Sports

In Glenside, Raising the Next Generation of Gaelic Athletes

On a recent Saturday night, the voices of more than 60 kids, many of them 10 or younger, echoed off the roof of a huge inflatable dome on the campus of Arcadia University in Glenside. Often with more enthusiasm than skill, they grabbed, tossed and kicked a white ball into mesh goals and through uprights up and down adjoining courts, with adult coaches shouting instructions and doling out liberal doses of encouragement.

At times, it seemed like chaos, but if you looked closely and paid attention, you could see that there was an organization underlying it all.

This was Gaelic football for kids, a primer on how to one day play the game in all seriousness. Serious, because they represent the future of Gaelic athletics in the Philadelphia area—and to a larger extent, the United States.

Irish kids are virtually born with a football nestled in their cribs.
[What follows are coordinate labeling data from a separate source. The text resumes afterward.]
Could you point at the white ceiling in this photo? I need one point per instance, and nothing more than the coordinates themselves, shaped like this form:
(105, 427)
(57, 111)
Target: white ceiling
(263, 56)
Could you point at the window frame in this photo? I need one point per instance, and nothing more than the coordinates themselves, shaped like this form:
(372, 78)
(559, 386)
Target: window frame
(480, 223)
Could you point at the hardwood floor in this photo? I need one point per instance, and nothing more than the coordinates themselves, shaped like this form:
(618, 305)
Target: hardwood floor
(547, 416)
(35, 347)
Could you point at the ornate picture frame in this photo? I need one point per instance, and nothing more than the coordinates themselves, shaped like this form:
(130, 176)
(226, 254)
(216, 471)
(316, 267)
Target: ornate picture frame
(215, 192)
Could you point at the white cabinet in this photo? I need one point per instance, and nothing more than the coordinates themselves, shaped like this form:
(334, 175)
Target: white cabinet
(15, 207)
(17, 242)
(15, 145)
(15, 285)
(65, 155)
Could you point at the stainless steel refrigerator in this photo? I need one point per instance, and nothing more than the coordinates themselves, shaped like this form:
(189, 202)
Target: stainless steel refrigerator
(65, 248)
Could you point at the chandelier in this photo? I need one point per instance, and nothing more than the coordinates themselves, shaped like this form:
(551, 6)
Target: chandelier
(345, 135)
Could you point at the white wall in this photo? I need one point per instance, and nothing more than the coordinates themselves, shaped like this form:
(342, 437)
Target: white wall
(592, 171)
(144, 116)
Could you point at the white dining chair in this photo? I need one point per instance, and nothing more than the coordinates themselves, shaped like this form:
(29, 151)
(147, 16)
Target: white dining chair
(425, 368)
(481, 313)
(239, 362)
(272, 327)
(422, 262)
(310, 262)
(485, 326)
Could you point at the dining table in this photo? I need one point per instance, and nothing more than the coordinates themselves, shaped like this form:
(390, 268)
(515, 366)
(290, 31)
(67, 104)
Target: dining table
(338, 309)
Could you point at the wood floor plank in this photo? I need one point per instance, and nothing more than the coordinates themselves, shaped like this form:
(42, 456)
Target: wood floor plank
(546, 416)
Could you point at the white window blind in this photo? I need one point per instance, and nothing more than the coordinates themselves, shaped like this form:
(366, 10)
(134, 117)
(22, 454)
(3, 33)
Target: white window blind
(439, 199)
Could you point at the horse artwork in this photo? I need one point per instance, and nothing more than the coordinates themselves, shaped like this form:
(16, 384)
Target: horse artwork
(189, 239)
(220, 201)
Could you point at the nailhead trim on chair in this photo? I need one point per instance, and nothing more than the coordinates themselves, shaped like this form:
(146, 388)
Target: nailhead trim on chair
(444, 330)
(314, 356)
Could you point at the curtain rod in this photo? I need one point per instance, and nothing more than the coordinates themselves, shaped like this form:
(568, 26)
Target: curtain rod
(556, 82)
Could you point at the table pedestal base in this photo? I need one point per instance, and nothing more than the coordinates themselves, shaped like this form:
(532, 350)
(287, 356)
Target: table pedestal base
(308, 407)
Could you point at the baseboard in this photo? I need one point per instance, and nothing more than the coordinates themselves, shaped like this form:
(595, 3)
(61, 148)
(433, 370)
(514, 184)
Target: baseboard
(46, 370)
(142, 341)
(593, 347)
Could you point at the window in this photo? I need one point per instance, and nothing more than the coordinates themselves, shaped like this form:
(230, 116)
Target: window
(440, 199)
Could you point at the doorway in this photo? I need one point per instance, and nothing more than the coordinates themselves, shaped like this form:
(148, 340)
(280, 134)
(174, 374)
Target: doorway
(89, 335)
Playing Gaelic football becomes second nature. Not so here in the States, where the sport clearly faces competition from soccer, baseball and American football, and has different and sometimes alien rules and style of play.

The Glenside Gaelic Club is doing a pretty fair job of bringing local kids up to speed. While the indoor football clinic was meant to hone the skills of older kids, too, many of whom have now been playing the sport for six years. The club also teaches hurling—a fast-moving, rough and tumble sport involving balls much closer to the size of an American baseball and a long-handled hockey-like stick with which to hit the ball—and camogie, essentially the same sport for girls and women. Both sports are also played in the spring and summer.
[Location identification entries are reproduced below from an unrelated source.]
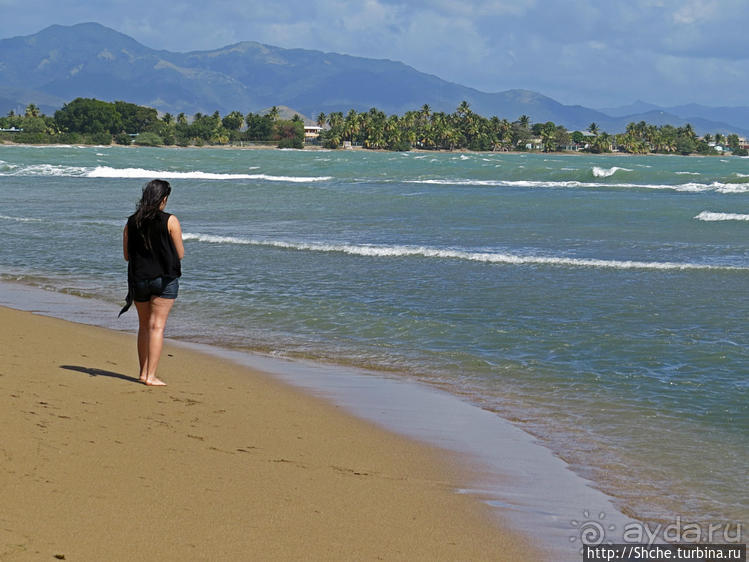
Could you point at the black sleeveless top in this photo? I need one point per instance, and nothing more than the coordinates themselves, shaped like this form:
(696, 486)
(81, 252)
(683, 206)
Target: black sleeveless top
(158, 257)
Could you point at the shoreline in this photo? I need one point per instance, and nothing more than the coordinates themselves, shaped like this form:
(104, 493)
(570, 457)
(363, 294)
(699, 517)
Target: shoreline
(224, 462)
(317, 148)
(530, 491)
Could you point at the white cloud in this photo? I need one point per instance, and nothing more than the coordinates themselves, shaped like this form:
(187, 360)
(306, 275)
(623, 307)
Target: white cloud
(579, 51)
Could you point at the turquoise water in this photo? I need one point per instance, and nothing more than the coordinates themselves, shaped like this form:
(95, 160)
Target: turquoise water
(598, 302)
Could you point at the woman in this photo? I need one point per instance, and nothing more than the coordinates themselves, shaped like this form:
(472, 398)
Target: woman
(152, 244)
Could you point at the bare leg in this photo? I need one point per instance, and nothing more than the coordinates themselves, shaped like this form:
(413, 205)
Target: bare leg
(144, 316)
(160, 309)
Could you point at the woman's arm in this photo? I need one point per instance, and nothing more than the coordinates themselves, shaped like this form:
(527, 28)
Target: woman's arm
(175, 231)
(124, 244)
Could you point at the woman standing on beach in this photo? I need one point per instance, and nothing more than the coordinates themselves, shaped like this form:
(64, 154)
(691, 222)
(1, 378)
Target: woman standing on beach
(152, 244)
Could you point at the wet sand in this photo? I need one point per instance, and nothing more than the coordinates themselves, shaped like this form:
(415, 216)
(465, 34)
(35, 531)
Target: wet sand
(225, 463)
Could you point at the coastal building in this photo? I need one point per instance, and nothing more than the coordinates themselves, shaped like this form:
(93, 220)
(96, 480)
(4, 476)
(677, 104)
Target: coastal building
(312, 132)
Chris Scullion is vice chair of the club board of directors. The club is growing steadily from one year to the next, he says. “Every year, we get another 10 or 12. We had close to 90 kids playing last week.”

Although another purpose of the club is to make kids and their families more aware of their Irish heritage, not all the kids are Irish-American, he adds. Many from other ethnic groups and nationalities come along with their Irish-American friends and are drawn in. The club recruits new players through word of mouth and by lawn signs throughout the area.

Gaelic football is always the more popular sport.

“Hurling is a little bit more difficult to learn. Hurling takes a lot more coordination. With football, they can just jump right in,” he says. “Once they learn it, they love it.”

Which is not to say kids who play hurling don’t have their own enthusiasm for the game. “For most of them, hurling is a real passion once they start to learn it. We get a lot of kids who have played baseball (the game bears some similarities) and they pick it up right away.”

The season begins in earnest for all sports on May 1, when the games—intramural in nature—begin on the Ambler campus of Temple University on Wednesday and Friday nights. On Father’s Day weekend, there’s a tournament that draws other youth clubs.

All of this practice and game laying is preparation for the Continental Youth Championships, which this year will be held in Philadelphia.